[Tarantool-patches] [PATCH v3 07/12] box: introduce `box.ctl.demote`

Vladislav Shpilevoy v.shpilevoy at tarantool.org
Sun Jul 4 15:27:19 MSK 2021


Thanks for working on this!

See 11 comments below.

1. On this commit a lot of tests fail. Why?

2. On top of this commit and on top of the branch too I tried to
promote a candidate and got a strange error in the logs, although
the promotion was successful:

--
-- Instance 1
--

-- Step 1
box.cfg{
    listen = 3313,
    election_mode = 'candidate',
    replication_synchro_quorum = 2,
    replication = {'localhost:3314', 'localhost:3313'}
}
box.schema.user.grant('guest', 'super')


--
-- Instance 2
--

-- Step 2
box.cfg{
    listen = 3314,
    election_mode = 'voter',
    replication_synchro_quorum = 2,
    replication = {'localhost:3314', 'localhost:3313'},
    read_only = true,
}

-- Step 3
box.cfg{read_only = false, election_mode = 'candidate'}

-- Step 4
box.ctl.promote()

main/112/raft_worker box.cc:1538 E> ER_UNSUPPORTED: box.ctl.promote does not support simultaneous invocations
---
...


3. On top of the branch I tried demote on a leader with election mode
candidate 2 times. Demote didn't do anything on the second invocation.
The test:

--
-- Instance 1
--

-- Step 1
box.cfg{
    listen = 3313,
    election_mode = 'candidate',
    replication_synchro_quorum = 2,
    replication = {'localhost:3314', 'localhost:3313'}
}
box.schema.user.grant('guest', 'super')

-- Step 3
-- I demote self but become leader again because I am a
-- candidate.
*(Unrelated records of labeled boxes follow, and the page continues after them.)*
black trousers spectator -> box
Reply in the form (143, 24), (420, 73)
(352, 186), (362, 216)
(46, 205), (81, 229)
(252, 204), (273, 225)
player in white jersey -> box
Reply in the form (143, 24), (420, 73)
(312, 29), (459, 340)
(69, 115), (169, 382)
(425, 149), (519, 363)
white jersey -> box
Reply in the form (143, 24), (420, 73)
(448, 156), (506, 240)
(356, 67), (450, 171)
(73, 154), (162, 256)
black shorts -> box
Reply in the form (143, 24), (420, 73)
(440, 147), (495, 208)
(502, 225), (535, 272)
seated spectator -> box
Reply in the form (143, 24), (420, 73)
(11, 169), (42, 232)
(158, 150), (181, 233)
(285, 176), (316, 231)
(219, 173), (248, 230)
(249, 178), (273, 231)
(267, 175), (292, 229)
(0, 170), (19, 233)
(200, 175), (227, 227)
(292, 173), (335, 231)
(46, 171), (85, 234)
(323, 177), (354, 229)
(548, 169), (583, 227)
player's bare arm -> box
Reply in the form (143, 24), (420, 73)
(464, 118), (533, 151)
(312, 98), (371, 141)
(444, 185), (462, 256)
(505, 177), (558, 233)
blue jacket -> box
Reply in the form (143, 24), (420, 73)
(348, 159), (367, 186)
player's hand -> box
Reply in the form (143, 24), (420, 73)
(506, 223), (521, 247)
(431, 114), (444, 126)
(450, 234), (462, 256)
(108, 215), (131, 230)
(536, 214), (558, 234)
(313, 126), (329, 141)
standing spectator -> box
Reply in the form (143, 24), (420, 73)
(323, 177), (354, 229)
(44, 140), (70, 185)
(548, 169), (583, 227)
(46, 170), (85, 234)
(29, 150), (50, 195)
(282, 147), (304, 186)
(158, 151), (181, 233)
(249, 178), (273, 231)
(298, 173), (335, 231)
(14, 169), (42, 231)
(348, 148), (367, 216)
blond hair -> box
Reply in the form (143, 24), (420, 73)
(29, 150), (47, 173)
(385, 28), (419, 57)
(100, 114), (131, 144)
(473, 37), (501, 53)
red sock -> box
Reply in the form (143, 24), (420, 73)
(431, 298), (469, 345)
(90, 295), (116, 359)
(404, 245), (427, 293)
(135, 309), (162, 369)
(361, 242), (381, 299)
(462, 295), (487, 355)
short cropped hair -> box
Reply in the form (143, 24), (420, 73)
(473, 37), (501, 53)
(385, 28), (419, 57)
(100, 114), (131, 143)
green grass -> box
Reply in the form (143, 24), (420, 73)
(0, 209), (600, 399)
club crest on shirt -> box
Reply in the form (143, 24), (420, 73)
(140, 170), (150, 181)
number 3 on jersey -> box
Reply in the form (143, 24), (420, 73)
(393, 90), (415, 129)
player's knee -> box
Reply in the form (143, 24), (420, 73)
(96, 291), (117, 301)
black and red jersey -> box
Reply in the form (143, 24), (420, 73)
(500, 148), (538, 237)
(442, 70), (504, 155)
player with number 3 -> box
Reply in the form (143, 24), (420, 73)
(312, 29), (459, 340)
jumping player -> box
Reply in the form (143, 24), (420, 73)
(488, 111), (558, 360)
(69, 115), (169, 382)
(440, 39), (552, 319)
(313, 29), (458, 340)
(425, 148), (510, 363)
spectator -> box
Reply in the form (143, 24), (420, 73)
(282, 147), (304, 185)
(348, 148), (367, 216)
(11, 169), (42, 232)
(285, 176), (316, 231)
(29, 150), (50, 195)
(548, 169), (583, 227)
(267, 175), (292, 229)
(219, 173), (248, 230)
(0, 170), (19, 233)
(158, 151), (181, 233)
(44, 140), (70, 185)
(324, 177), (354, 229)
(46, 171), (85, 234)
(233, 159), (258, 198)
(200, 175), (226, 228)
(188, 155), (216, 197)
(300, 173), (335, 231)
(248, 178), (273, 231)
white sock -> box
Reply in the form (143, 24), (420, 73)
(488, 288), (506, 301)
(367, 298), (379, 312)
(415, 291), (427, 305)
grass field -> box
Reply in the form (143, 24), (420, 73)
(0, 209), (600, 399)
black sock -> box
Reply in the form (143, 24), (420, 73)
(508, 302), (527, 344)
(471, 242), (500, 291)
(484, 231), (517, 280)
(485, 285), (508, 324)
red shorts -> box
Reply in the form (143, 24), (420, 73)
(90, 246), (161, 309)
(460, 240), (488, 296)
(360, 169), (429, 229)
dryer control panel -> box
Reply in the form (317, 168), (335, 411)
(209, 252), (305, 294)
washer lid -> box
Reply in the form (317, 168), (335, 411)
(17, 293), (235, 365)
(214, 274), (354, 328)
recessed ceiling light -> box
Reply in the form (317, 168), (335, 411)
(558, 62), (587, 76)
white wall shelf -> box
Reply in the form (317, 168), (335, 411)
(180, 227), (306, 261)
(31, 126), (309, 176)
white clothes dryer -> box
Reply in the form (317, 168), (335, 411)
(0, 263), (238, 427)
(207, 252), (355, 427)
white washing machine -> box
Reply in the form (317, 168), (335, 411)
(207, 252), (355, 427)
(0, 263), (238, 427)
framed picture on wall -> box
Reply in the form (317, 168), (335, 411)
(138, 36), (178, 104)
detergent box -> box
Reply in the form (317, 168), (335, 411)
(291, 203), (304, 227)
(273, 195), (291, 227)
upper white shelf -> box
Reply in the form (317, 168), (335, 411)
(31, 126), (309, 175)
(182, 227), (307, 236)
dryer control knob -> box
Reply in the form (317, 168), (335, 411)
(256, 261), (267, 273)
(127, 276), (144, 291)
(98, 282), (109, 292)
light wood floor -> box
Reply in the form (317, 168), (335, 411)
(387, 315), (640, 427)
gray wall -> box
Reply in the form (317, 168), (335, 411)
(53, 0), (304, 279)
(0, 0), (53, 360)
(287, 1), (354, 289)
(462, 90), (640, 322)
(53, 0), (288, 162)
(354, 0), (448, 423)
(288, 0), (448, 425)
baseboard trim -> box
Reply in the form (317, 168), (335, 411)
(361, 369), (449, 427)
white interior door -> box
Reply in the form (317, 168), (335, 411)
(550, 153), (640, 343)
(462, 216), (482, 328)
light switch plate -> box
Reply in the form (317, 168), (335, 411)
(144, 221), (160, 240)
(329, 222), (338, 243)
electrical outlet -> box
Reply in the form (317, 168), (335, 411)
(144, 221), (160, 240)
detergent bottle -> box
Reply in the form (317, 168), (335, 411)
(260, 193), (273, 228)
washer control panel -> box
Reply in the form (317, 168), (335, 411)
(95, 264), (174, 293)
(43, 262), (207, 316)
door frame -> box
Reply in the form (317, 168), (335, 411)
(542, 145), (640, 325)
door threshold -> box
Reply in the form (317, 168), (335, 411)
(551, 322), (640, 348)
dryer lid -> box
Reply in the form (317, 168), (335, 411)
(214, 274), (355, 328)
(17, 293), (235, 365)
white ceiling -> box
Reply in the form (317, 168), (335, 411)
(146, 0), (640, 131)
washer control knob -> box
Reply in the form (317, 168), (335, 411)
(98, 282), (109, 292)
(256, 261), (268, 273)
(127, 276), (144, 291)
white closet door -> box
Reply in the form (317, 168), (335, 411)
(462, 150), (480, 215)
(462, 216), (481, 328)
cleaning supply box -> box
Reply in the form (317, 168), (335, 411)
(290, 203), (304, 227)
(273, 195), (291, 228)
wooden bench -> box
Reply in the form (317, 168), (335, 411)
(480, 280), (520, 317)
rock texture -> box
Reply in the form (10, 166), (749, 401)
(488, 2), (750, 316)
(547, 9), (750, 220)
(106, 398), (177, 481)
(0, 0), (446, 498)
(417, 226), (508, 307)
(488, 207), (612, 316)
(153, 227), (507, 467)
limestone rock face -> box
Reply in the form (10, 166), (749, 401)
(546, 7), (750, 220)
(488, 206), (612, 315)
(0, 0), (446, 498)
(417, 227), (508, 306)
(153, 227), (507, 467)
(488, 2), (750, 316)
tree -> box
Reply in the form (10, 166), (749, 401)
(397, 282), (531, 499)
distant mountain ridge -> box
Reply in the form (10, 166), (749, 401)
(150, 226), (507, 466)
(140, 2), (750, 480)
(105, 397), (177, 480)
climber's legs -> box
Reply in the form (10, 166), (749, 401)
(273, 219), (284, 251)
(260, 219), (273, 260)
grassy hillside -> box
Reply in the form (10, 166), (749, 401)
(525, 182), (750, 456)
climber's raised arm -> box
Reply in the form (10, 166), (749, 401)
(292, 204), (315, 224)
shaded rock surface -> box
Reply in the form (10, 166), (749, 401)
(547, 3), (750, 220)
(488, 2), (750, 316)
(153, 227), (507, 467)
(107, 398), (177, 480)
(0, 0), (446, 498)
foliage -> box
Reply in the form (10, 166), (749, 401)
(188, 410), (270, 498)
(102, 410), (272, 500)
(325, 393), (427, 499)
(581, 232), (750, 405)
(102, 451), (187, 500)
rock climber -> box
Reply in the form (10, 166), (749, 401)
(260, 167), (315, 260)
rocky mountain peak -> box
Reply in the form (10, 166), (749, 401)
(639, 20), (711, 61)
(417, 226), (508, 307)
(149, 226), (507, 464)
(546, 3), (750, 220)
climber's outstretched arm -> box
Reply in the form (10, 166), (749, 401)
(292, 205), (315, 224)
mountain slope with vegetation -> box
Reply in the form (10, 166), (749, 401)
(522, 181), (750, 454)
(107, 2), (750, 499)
This is fine.
box.ctl.demote()

-- Step 4
tarantool> box.info.election
---
- state: leader
  vote: 1
  leader: 1
  term: 3
...

-- Step 5
-- But now I try to demote again and nothing happens.
-- I expected the same behaviour - bump term and become
-- a leader again.
tarantool> box.ctl.demote()
---
...

tarantool> box.info.election
---
- state: leader
  vote: 1
  leader: 1
  term: 3 <- the term is the same, so demote didn't do anything.
...

--
-- Instance 2
--

-- Step 2
box.cfg{
    listen = 3314,
    election_mode = 'voter',
    replication_synchro_quorum = 2,
    replication = {'localhost:3314', 'localhost:3313'},
    read_only = true,
}


4. I tried switching between candidate and manual, trying promote/demote
in different combinations and got promote not doing anything. The test
is the same as above but steps >= 3 are different:

tarantool> box.ctl.demote()
2021-07-04 14:22:49.550 [588] main/103/interactive I> RAFT: bump term to 3, follow
2021-07-04 14:22:49.550 [588] main/113/raft_worker I> RAFT: persisted state {term: 3}
2021-07-04 14:22:49.550 [588] main/113/raft_worker I> RAFT: vote for 1, follow
2021-07-04 14:22:49.551 [588] main/113/raft_worker I> RAFT: persisted state {term: 3, vote: 1}
2021-07-04 14:22:49.551 [588] main/113/raft_worker I> RAFT: enter candidate state with 1 self vote
---
...

tarantool> 2021-07-04 14:22:49.552 [588] main/110/applier/localhost:3314 I> RAFT: message {term: 3, state: follower} from 2
2021-07-04 14:22:49.552 [588] main/110/applier/localhost:3314 I> RAFT: message {term: 3, vote: 1, state: follower} from 2
2021-07-04 14:22:49.552 [588] main/110/applier/localhost:3314 I> RAFT: enter leader state with quorum 2
2021-07-04 14:22:49.552 [588] main/110/applier/localhost:3314 I> RAFT: message {term: 3, vote: 1, state: follower} from 2
2021-07-04 14:22:49.552 [588] main/110/applier/localhost:3314 I> RAFT: vote request is skipped - the leader is already known - 1
2021-07-04 14:22:49.553 [588] relay/[::1]:54006/101/main I> recover from `./00000000000000000000.xlog'

---
...

tarantool> box.cfg{election_mode='manual'}
2021-07-04 14:22:55.391 [588] main/103/interactive I> set 'election_mode' configuration option to "manual"
---
...

tarantool> box.info.election
---
- state: follower
  vote: 1
  leader: 0
  term: 3
...

tarantool> box.ctl.promote()
---
...

tarantool> box.info.election
---
- state: follower
  vote: 1
  leader: 0
  term: 3
...

As you can see, the last promote() didn't do anything. The node
stayed a follower, and no errors were raised.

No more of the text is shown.